On Friday morning I began my trek west to Sturgis, SD. I again had lunch at the beautiful rest stop in Chamberlain SD with Dignity statue, drove through the Badlands and Custer National Park, some hiking to Harney Peak and then landed at my cabin in Sturgis at the RV park. It's a clean campground, $49.00 cabins and just a great place to stay as they are the packet pickup location and the start of the 100 mile and bus rides out for other distances are only a few blocks away.
Saturday I woke at 4, ground my beans for my french press, dressed and packed. I was out the door around 545 to catch the 600 bus. I met Jenny who was also running the 50K, we rode the bus together to the start.
It was a beautiful day, dry, with a high forecast to be in the low 70s. Picture perfect.
Our bus arrived to our start - the 70 mile stop of the 100 - before 7 so we had over an hour to hang out. I was looking for Erika to come through as she was running the 100. I was also looking for Amy, as she was pacing one of her friends. Pretty soon I noticed a blue Bill Pomerenke shirt. Sure enough, there was Andy, Erika's husband, pacing. I then saw Erika. I ran over and gave her a hug and congratulations on her 70 miles covered, and after running Kettle 100 two weeks prior. She finished Black Hills, too. Amazing.
Finally 800 was near and we here herded down to the start. Off we went! We were all on top of one another for quite some time as there are quite a few cattle ramps in the first few miles. They have to be taken very slowly as they were wet and slippery. I just hiked, took my time, moving forward. It was cool to know what would be coming up, to remember portions of the course.
The course is really amazing. Long climbs straight up, single track coming down, over and over. There were some jeep roads, some ATV paths, mostly singletrack. I'd run through soft pine trail, such nice footing, to hard small rocks interspersed upon the trail, to sand, to grass. The views were amazing. Jagged walls of rock, soft rounded rock, vistas overlooking the forests below.
In 2018 there were ropes to help cross the rivers, the water was over my waist. This year there was NO water in the rivers. NONE. It was so dry, although it had rained the night before. The ground sucked it right up as the trail was not wet or muddy at all.
As I was running up one of the dry creek beds, littered with rock, I fell. All of a sudden I was down flat on my belly with a sore knee and skinned nose. I lay there, stunned. A man who nearly fell on top of me helped me up exclaiming 'damn, now I've lost my pacer'. He just wouldn't pass me, he stayed directly in back of me for miles although I asked him to pass. I was glad to see him go on. I should have just stepped off the trail earlier and forced him to move on. I walked off my pain, making sure my knee was stable and that I couldn't see any bone. It was mostly a skin wound I think, it swelled and bruised quickly. I wondered if it would knock me out of the race. I vowed to pay attention and would not over do it by any means. I didn't mind dropping from a 50K if that's what my knee needed.

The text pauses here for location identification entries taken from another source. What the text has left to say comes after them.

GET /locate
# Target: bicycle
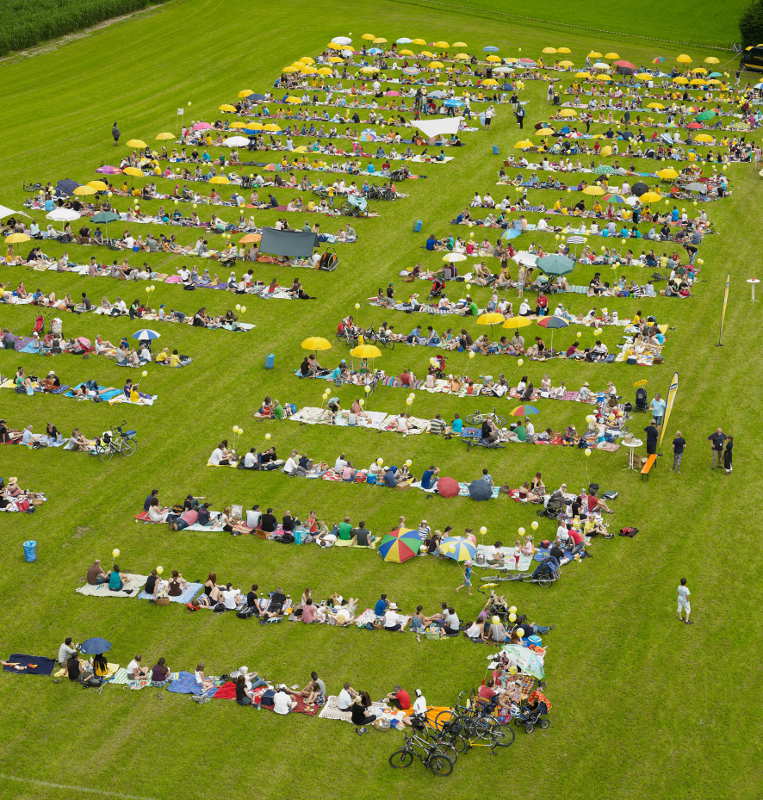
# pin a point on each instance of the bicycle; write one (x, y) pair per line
(429, 753)
(478, 417)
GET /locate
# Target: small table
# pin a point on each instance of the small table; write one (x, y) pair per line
(632, 444)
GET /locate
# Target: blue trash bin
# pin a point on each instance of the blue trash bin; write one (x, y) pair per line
(30, 550)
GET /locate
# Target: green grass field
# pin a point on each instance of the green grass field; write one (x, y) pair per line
(643, 706)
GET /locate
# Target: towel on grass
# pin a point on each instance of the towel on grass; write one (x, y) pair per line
(30, 665)
(132, 585)
(189, 594)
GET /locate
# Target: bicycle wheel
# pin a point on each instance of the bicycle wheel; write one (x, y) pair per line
(401, 758)
(439, 764)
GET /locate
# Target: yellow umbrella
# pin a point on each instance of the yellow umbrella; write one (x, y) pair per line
(491, 318)
(517, 322)
(316, 343)
(365, 351)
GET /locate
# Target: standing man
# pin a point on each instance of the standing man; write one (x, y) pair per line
(658, 409)
(716, 440)
(679, 445)
(684, 604)
(652, 434)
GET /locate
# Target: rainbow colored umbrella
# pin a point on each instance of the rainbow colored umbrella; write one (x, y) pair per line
(396, 549)
(458, 548)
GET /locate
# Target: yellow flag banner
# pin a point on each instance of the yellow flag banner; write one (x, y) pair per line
(671, 399)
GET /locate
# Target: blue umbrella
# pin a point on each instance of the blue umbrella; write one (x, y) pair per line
(95, 646)
(146, 333)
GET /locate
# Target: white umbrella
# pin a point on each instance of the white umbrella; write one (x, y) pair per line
(236, 141)
(63, 215)
(7, 212)
(526, 257)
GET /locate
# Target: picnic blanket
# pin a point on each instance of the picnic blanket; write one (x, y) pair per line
(132, 585)
(190, 592)
(509, 563)
(30, 665)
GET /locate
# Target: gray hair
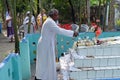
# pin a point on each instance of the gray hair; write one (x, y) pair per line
(52, 12)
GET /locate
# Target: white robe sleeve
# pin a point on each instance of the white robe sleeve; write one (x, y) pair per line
(55, 28)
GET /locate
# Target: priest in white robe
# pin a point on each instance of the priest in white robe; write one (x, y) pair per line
(46, 63)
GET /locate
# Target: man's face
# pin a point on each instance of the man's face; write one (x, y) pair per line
(56, 16)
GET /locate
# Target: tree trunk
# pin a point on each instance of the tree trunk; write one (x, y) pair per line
(111, 17)
(88, 11)
(13, 8)
(72, 12)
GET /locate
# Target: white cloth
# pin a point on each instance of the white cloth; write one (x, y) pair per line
(25, 24)
(45, 64)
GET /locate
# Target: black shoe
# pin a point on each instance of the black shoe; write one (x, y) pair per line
(37, 79)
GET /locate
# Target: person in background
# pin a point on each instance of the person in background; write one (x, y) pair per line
(10, 30)
(41, 18)
(26, 23)
(45, 60)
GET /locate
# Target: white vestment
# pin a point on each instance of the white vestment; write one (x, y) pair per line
(45, 63)
(25, 25)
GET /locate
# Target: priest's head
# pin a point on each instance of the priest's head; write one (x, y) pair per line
(54, 14)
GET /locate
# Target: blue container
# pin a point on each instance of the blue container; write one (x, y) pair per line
(0, 27)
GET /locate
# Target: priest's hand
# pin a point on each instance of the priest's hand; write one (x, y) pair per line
(75, 34)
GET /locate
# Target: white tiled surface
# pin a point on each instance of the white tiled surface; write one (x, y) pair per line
(106, 50)
(98, 61)
(99, 73)
(105, 62)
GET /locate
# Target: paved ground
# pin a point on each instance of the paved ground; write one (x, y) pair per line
(6, 47)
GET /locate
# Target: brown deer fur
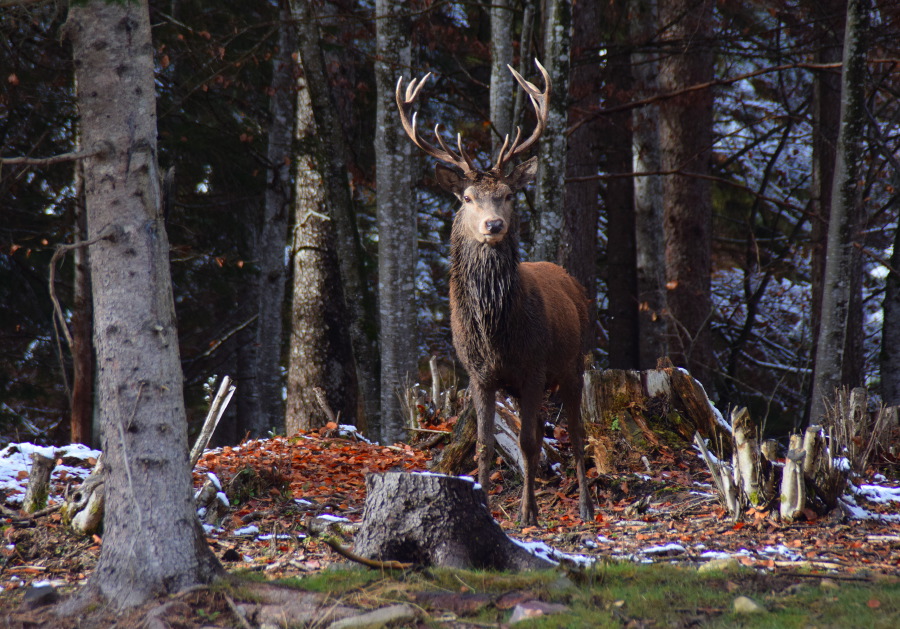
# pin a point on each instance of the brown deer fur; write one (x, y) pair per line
(517, 326)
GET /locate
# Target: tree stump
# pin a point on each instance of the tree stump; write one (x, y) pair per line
(436, 520)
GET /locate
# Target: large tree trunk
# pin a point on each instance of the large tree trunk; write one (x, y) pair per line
(686, 142)
(82, 348)
(397, 230)
(434, 520)
(829, 17)
(353, 259)
(273, 232)
(146, 552)
(501, 77)
(622, 324)
(549, 198)
(842, 264)
(578, 250)
(648, 190)
(321, 356)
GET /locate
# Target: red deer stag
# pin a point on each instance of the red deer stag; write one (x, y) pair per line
(517, 326)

Eventually I caught up to the people who passed as I was laying in the trail. I was feeling pretty good again. My knee felt swollen but not real painful.
It was great to cheer on the 100 milers as I came upon them. Some looked terrible, some looked fresh. I knew what they were going through. I moved along, enjoying right where I was, running free.
At the final aid station I saw part of Erika's crew. They expected her to finish around 33 hours or so. It looked like it was going to storm, I wasn't sure if I'd be able to hang out at the finish to watch. I was so glad that she was still moving forward.
Pretty soon I hit the pavement, knowing that I was only 2 miles to the finish. I finished in 2018 in 7:58 and it looked like I could finish in 730 this time around. I was pretty amazed. With a fall and a sore knee, I was still going to PR the course.
Running into the finish line, collecting my finishing coffee mug, breathing a deep sigh of gratitude. This. This is what I love to do. 7:22. Wow!
Happily, I recognized Jodee's face in a sea of people. We talked a bit before I began to freeze. I walked back to my cabin and changed, heading back to the race finish. The rain began and then the downpours. I walked back to the cabin and changed again, staying in this time!
What a great race, a good effort and a beautiful course. Next year I'll try the 50 or 100. Why not?